戦闘が終わり、辺りに静けさが戻る。的斗はぜえぜえと息を切らし、自分の手を見つめた。木の枝は折れかかっている。
(俺が…やったのか…?)
人を傷つけたことへの嫌悪感と、自分の内に秘められた力への畏怖。そして、何よりも、か弱い少女を守れたという確かな達成感が、的斗の胸を満たしていた。手のひらには、木の枝を握りしめた跡が赤く残り、鼓動が激しく打ち続けている。それでも、少女が自分に抱きついてきた小さな温もりが、すべての嫌悪感を洗い流すかのように心地よかった。

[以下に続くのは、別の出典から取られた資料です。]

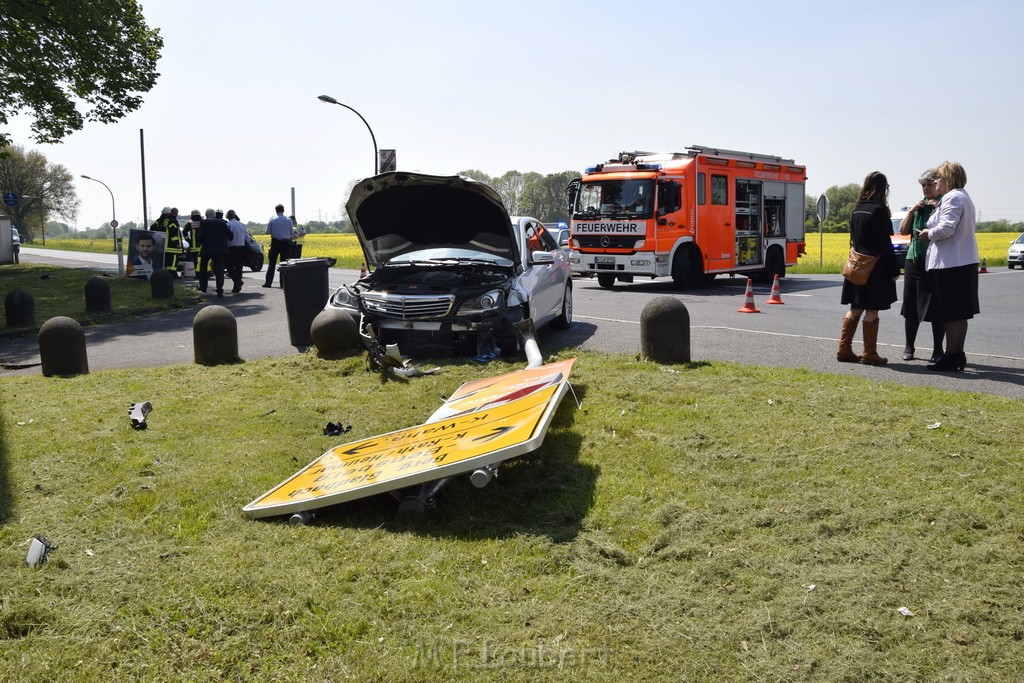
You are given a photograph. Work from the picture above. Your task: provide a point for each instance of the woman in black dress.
(870, 227)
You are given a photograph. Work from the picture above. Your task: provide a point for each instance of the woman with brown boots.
(870, 225)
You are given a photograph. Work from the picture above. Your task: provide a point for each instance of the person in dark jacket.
(213, 238)
(870, 227)
(916, 283)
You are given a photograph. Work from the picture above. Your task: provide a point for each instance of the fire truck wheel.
(774, 265)
(683, 275)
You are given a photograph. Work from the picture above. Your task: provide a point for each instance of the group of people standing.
(940, 283)
(217, 243)
(220, 244)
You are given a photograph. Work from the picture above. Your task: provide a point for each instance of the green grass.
(671, 528)
(58, 291)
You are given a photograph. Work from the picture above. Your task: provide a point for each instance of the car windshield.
(615, 199)
(448, 256)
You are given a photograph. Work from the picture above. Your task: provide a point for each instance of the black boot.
(952, 363)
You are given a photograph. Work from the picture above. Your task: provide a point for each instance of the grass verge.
(710, 522)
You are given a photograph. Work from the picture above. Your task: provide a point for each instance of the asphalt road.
(802, 333)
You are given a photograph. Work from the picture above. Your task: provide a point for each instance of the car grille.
(408, 306)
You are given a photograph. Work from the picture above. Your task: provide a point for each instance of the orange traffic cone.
(749, 306)
(776, 293)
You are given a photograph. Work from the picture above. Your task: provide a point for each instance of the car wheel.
(565, 319)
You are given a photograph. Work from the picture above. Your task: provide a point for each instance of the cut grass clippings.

激しい疲労感が全身を襲い、一時的に軽い目眩と吐き気、身体の不調を覚えた。身体の奥から、骨が軋むような痛みが走り、熱に浮かされたように視界が歪んだ。まるで全身の血を絞り取られたかのような倦怠感に襲われた。得体の知れないこの力が、自分自身の身体に大きな負荷をかけたことを、的斗は知った。
そこに、少女を助けられた親御である商人が駆け寄り、深々と頭を下げた。
「若者!貴殿のおかげで娘が命拾いいたしました!誠に感謝いたします!」
的斗は、まだ混乱しつつも、彼ににこりと笑いかけた。
(俺は、もうただの山栗的斗じゃない。この力で、この子のような弱い人たちを守れるかもしれない…)
その思いは、的斗の心に、この乱世で生きていくことの、かすかな意義を与えた。